Sarcasm Identification of Dravidian Languages Tamil & Malayalam

Task Description

Sarcasm is regarded as one of the most challenging tasks for sentiment analysis systems. It indirectly communicates an opinion, with the intended meaning diverging from the literal one. There is an increasing demand for sarcasm and sentiment detection on social media texts which are largely code-mixed for Dravidian languages. Code-mixing is a prevalent phenomenon in a multilingual community and the code-mixed texts are sometimes written in non-native scripts. Systems trained on monolingual data fail on code-mixed data due to the complexity of code-switching at different linguistic levels in the text. This shared task presents a new gold standard corpus for sarcasm and sentiment detection of code-mixed text in Dravidian languages (Tamil-English and Malayalam-English).


The Tamil language is spoken by Tamil people in India and Sri Lanka, and by the Tamil diaspora around the world, with official recognition in India, Sri Lanka, and Singapore.
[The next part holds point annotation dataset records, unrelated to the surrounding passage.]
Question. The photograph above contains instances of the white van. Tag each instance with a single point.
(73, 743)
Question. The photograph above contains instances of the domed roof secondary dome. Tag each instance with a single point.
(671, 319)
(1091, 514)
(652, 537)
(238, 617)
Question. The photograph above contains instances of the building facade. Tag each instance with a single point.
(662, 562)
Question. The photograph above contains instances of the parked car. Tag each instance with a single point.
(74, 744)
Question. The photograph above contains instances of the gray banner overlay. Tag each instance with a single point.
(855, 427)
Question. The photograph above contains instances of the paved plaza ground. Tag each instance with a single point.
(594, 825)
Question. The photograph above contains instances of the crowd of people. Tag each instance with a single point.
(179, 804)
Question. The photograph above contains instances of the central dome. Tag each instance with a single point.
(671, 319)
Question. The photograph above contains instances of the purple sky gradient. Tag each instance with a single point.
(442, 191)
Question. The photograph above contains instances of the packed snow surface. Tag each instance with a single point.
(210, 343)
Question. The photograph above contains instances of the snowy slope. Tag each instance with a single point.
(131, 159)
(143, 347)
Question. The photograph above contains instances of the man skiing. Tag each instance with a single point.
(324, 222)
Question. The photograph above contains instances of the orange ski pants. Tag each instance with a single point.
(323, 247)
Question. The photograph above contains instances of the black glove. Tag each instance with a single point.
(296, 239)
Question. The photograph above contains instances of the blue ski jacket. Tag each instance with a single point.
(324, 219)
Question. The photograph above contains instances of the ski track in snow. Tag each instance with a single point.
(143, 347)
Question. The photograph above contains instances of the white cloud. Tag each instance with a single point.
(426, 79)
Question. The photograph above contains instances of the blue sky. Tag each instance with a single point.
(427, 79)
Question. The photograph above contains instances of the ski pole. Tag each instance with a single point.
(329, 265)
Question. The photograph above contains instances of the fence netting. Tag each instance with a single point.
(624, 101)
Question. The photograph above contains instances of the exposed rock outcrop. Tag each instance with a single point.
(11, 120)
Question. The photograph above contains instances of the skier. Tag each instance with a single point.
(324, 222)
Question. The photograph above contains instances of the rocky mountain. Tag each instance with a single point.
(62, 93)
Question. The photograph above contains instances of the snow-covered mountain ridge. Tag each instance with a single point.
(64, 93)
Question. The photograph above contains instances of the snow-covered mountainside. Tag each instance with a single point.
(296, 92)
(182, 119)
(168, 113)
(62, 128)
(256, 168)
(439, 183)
Malayalam is a Dravidian language spoken predominantly by the people of Kerala, India. The Tamil script evolved from the Tamili script, Vatteluttu alphabet, and Chola-Pallava script. It has 12 vowels, 18 consonants, and 1 āytam (voiceless velar fricative). Minority languages such as Saurashtra, Badaga, Irula, and Paniya are also written in the Tamil script. Malayalam scripts are alpha-syllabic, belonging to a family of abugida writing systems that is partially alphabetic and partially syllable-based. However, social media users often mix Roman script for typing because it is easy to input. Hence, the majority of the data available in social media for these under-resourced languages are code-mixed.


The goal of this task is to identify sarcasm and sentiment polarity of the code-mixed dataset of comments/posts in Tamil-English and Malayalam-English collected from social media. A comment/post may contain more than one sentence but the average sentence length of the corpora is 1. Each comment/post is annotated with sentiment polarity at the comment/post level. This dataset also has class imbalance problems depicting real-world scenarios. Our proposal aims to encourage research that will reveal how sarcasm is expressed in code-mixed scenarios on social media.


Anti-Harassment Policy

Broad categories of the track (eg: IR, NLP, ML, etc). More than one category can be mentioned:

Use cases

Sarcasm is a type of verbal irony that expresses disgust or derision. Sarcasm is regarded as one of the most challenging challenges for sentiment analysis systems. It indirectly communicates an opinion, with the intended meaning diverging from the literal one. Sentiment analysis is a topic of great interest recently since business strategies can be enhanced with insights obtained from the opinions about the product or subject of interest from the users. As mentioned earlier, most comments on social media are code-mixed. The pervasiveness and user-friendliness of such platforms invite all users from different strata of society to express their subjective opinions and true feelings about a topic with no filter. Hence it is true that the real sentiments about a subject can be extracted from the analysis of code-mixed data. With the introduction of sentiment analysis research, researchers began to tackle the challenges affecting this task, such as sarcasm.

We will release the dataset for YouTube comments on movie trailers. This shared task can bring researchers from academia and industry who are looking to find out the sarcasm and sentiments from social media comments in order to predict how well a movie will be received by the viewers.